Tearing, groaning sounds came from above. A huge sheet of flaming something emerged from the pitch and glided across the sky, soon to be lost again to another angry wall of cloud. Dante would have loved this…
The banshee screamed at him: ‘Your Sponsors are no more, traitor!!’ Alan cowered before the onslaught of rage. ‘You will soon join them!!’ she wailed.
Eventually Alan glanced up… distracted.
‘Is that a blackboard?’ He asked casually, no longer mindful of anything else.
‘Brace yourself!’ came a distant voice.
His own nails; somebody else’s nails; or a stick of shiny chalk, flinty and rough-hewn, plucked straight from the Cliffs of Dover. It does not matter which. The implement and the blackboard are fundamentally ill matched. Matter and anti-matter dragged together and releasing their grievance in a purely acoustic blast. Endless, unbearable, tearing his mind apart. Or tearing it open!
The screeching stops.
A planet seen from space! And a nearby moon. He understands this: the closing stages of the late heavy bombardment, 3.9 billion years ago. Planet Earth as it was then. In place of oceans and continents, many seas and volcanic islands. In place of blue, a hazy grey/brown. And lifeless, just a ball of water and stone. But a perfect ball: perfect location, perfect mass, perfect sun, perfect moon, perfect balance of elements and minerals. And so on…
Mr. Waterstone has undeniably struck lucky pitching up here! But the truly hard work still lies ahead. How to assemble the jumbo jet from the scattered rubbish of a junk yard? There can be no planning, no intent. But Mr. Waterstone has luck, and he has will.

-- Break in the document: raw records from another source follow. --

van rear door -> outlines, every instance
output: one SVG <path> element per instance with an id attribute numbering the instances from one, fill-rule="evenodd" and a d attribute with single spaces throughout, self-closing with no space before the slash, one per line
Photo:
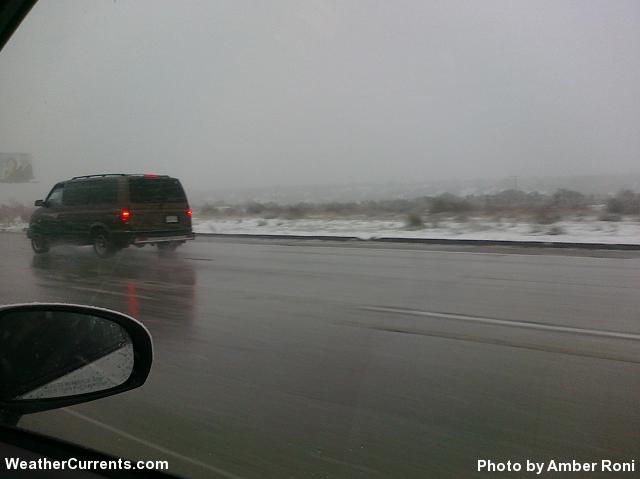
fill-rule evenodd
<path id="1" fill-rule="evenodd" d="M 140 232 L 190 232 L 189 203 L 180 181 L 168 176 L 130 177 L 129 228 Z"/>

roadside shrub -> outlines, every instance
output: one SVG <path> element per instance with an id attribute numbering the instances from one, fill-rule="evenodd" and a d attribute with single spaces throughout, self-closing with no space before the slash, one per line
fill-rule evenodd
<path id="1" fill-rule="evenodd" d="M 297 205 L 284 208 L 284 217 L 288 220 L 298 220 L 306 217 L 312 211 L 308 203 L 298 203 Z"/>
<path id="2" fill-rule="evenodd" d="M 550 200 L 550 206 L 562 210 L 581 210 L 589 205 L 588 198 L 578 191 L 560 189 Z"/>
<path id="3" fill-rule="evenodd" d="M 422 217 L 417 213 L 409 213 L 406 219 L 406 227 L 409 229 L 424 228 L 424 222 L 422 221 Z"/>
<path id="4" fill-rule="evenodd" d="M 530 212 L 543 207 L 548 200 L 548 196 L 538 192 L 527 193 L 514 189 L 483 195 L 476 199 L 485 213 Z"/>
<path id="5" fill-rule="evenodd" d="M 540 225 L 550 225 L 561 219 L 561 215 L 552 208 L 540 208 L 534 214 L 534 221 Z"/>
<path id="6" fill-rule="evenodd" d="M 640 195 L 631 190 L 618 192 L 607 200 L 607 212 L 618 215 L 640 214 Z"/>
<path id="7" fill-rule="evenodd" d="M 614 213 L 602 213 L 598 216 L 598 221 L 621 221 L 622 216 Z"/>
<path id="8" fill-rule="evenodd" d="M 198 209 L 198 213 L 200 214 L 200 216 L 203 216 L 203 217 L 211 217 L 211 216 L 218 215 L 220 211 L 218 210 L 218 208 L 216 208 L 212 204 L 205 203 Z"/>
<path id="9" fill-rule="evenodd" d="M 340 203 L 337 201 L 332 201 L 330 203 L 326 203 L 321 205 L 319 209 L 324 213 L 331 213 L 335 215 L 348 215 L 348 214 L 356 214 L 360 209 L 358 203 L 355 202 L 347 202 Z"/>
<path id="10" fill-rule="evenodd" d="M 563 235 L 566 231 L 562 226 L 554 225 L 547 230 L 548 235 Z"/>
<path id="11" fill-rule="evenodd" d="M 471 211 L 471 203 L 464 198 L 449 193 L 432 198 L 429 213 L 466 213 Z"/>
<path id="12" fill-rule="evenodd" d="M 249 203 L 246 207 L 247 213 L 250 215 L 260 215 L 265 211 L 265 209 L 265 205 L 256 201 Z"/>

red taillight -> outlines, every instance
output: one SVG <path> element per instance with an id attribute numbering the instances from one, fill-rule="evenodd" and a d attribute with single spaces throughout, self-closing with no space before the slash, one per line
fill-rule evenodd
<path id="1" fill-rule="evenodd" d="M 131 218 L 131 211 L 129 210 L 120 210 L 120 221 L 126 223 Z"/>
<path id="2" fill-rule="evenodd" d="M 189 208 L 187 210 L 187 217 L 191 218 L 193 216 L 193 211 L 191 211 L 191 208 Z"/>

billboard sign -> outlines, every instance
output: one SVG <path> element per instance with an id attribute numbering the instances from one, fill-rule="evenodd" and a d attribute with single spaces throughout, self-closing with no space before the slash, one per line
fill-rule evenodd
<path id="1" fill-rule="evenodd" d="M 0 183 L 28 183 L 33 165 L 28 153 L 0 153 Z"/>

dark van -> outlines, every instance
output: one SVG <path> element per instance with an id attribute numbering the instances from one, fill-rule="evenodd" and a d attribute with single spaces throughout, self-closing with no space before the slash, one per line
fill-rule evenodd
<path id="1" fill-rule="evenodd" d="M 131 244 L 168 252 L 194 238 L 187 196 L 170 176 L 76 176 L 35 205 L 27 236 L 38 254 L 55 244 L 90 244 L 101 258 Z"/>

Less than five-hundred-thousand years later and Mr. Waterstone believes he is onto something: a simple RNA nucleus nestling in a haphazard bed of proteins. He examines it in the harsh light of the new sun. It is fragile, immobile and it needs exactly the conditions supplied here by this muddy volcanic vent.
But it is the first viable self-replicating entity: Ceres.

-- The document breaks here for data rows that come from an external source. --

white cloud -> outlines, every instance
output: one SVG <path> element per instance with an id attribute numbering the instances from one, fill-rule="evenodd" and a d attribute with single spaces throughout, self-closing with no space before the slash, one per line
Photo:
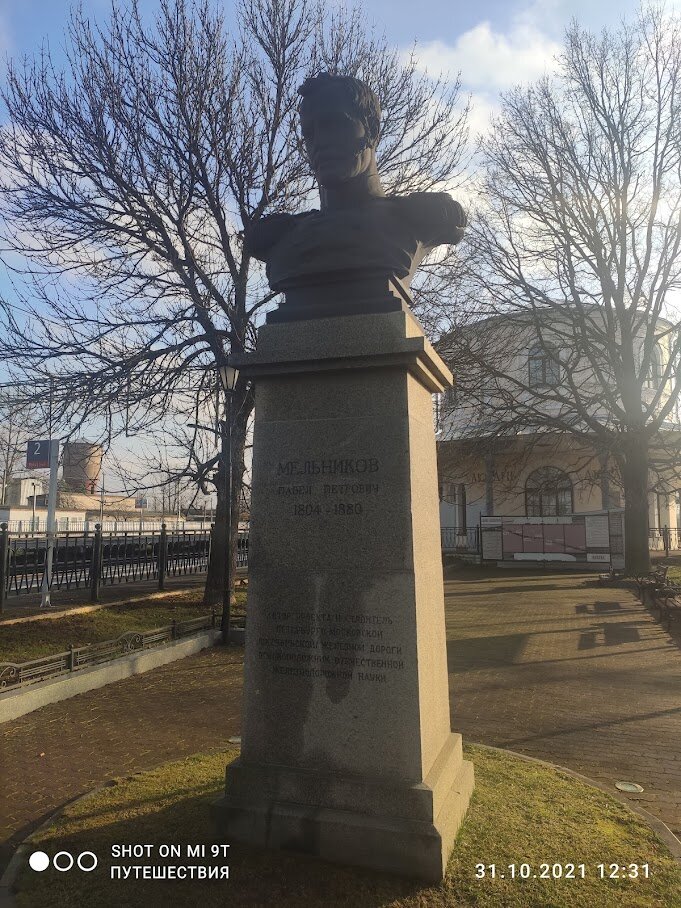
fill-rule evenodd
<path id="1" fill-rule="evenodd" d="M 431 75 L 461 72 L 465 87 L 474 92 L 504 91 L 530 82 L 555 67 L 560 45 L 522 13 L 508 32 L 495 32 L 489 22 L 464 32 L 453 45 L 430 41 L 417 48 L 418 66 Z"/>
<path id="2" fill-rule="evenodd" d="M 506 32 L 494 31 L 489 21 L 479 22 L 453 44 L 430 41 L 416 49 L 417 66 L 431 76 L 452 78 L 461 73 L 471 95 L 468 120 L 472 136 L 489 129 L 499 110 L 499 93 L 519 83 L 533 82 L 556 68 L 561 45 L 543 31 L 554 31 L 552 17 L 560 0 L 534 0 L 519 10 Z"/>
<path id="3" fill-rule="evenodd" d="M 545 32 L 561 32 L 567 19 L 576 15 L 573 10 L 575 5 L 580 2 L 585 2 L 585 0 L 532 0 L 523 9 L 518 10 L 514 16 L 514 22 L 518 25 L 532 25 Z M 586 0 L 586 2 L 591 2 L 591 0 Z M 622 3 L 626 0 L 601 0 L 601 2 L 602 4 Z"/>
<path id="4" fill-rule="evenodd" d="M 471 112 L 468 129 L 472 137 L 487 132 L 493 114 L 499 111 L 498 98 L 485 92 L 471 92 Z"/>

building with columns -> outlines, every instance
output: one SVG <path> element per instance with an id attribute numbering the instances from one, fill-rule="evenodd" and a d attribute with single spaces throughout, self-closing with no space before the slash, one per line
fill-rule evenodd
<path id="1" fill-rule="evenodd" d="M 643 382 L 644 404 L 652 407 L 662 407 L 669 399 L 664 376 L 668 374 L 673 326 L 665 324 L 669 324 L 669 333 L 665 339 L 664 330 L 660 332 Z M 598 390 L 585 397 L 593 401 L 590 415 L 600 418 L 601 379 L 589 374 L 588 364 L 574 366 L 574 351 L 565 349 L 569 341 L 564 326 L 555 330 L 553 340 L 552 326 L 545 326 L 541 343 L 537 343 L 532 320 L 517 315 L 496 316 L 467 330 L 472 335 L 468 348 L 479 344 L 480 356 L 493 360 L 495 375 L 484 388 L 475 385 L 472 373 L 460 375 L 457 386 L 438 402 L 440 520 L 450 544 L 457 537 L 457 546 L 463 547 L 466 534 L 470 540 L 481 516 L 559 517 L 622 508 L 623 491 L 615 462 L 612 455 L 599 449 L 595 438 L 591 441 L 588 434 L 578 438 L 552 431 L 550 425 L 538 425 L 540 421 L 532 419 L 537 408 L 549 416 L 561 416 L 560 395 L 553 391 L 565 382 L 567 368 L 573 370 L 572 378 L 579 381 L 580 388 L 588 391 L 591 382 Z M 443 352 L 446 344 L 440 344 L 440 348 Z M 446 353 L 443 355 L 447 358 Z M 458 370 L 470 368 L 453 358 L 449 365 L 455 376 Z M 602 418 L 609 418 L 605 408 Z M 665 527 L 672 530 L 676 546 L 681 527 L 678 403 L 665 418 L 651 454 L 651 547 L 662 545 Z"/>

The cell copies itself, it mutates, it improves. At first progress is tortuously slow, but the adaptations keep coming. Photosynthesis! Now it can spread to many other environments on the planet. Gradually that first clumsy cell evolves into a myriad of others. Internal complexity develops like a run-away mega city. These advanced cells begin to seek out cooperative arrangements with others: mats of bacteria, fungal macrostructures. Then tiny worms, true multi-cellular creatures begin to emerge.
Oxygen is infiltrating the atmosphere and oceans, providing a means to step-up metabolism and now there is an arms race. The mature biosphere emerges: Rain forests, dinosaurs, oceans teeming. Then mammals, primates and the modern world.

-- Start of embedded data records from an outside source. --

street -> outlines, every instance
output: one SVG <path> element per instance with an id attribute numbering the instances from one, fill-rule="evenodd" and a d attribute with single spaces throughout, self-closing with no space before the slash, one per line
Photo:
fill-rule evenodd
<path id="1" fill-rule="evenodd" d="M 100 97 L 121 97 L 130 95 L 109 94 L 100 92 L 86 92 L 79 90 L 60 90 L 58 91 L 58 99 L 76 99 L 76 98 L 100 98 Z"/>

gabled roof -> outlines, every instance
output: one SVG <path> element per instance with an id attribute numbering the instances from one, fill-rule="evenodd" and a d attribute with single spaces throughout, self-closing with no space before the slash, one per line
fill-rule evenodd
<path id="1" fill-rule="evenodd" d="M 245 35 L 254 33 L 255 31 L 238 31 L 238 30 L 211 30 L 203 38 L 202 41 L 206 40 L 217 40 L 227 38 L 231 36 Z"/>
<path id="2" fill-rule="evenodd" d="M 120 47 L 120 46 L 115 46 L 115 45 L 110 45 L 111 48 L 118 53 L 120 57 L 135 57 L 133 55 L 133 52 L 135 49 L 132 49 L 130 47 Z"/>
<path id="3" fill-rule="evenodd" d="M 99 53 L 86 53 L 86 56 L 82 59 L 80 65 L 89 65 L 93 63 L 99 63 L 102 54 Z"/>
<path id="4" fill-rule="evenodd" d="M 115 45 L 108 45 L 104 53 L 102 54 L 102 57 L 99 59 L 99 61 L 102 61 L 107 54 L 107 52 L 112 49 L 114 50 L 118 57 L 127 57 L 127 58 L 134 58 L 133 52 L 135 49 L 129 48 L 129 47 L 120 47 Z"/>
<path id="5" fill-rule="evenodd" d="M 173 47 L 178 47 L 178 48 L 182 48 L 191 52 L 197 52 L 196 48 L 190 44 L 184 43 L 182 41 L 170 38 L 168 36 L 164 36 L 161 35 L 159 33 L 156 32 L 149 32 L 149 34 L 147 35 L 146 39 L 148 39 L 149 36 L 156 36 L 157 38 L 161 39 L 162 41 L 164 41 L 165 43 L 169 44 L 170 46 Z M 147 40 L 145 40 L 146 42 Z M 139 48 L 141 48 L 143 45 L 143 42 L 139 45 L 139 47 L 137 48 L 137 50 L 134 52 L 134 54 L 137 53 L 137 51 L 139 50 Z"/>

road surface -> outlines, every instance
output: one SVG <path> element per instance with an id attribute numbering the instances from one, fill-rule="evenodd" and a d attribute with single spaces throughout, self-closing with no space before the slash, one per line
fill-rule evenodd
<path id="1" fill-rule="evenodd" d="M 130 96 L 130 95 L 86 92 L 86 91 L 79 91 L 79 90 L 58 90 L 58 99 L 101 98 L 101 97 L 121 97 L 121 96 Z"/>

The view pulls back to show the planet today: bursting at the seams with life. The view pulls back further and the planet becomes an eye, and the eye a face; all life on Earth given a single identity, the same identity it has always had: Ceres. Now it is all of Earth’s 1038 living cells, and standing before him, fierce and accusing.
Alan gazed blankly at the tall woman then collapsed to the ground, motionless, the aneurysm in his brain having finally popped.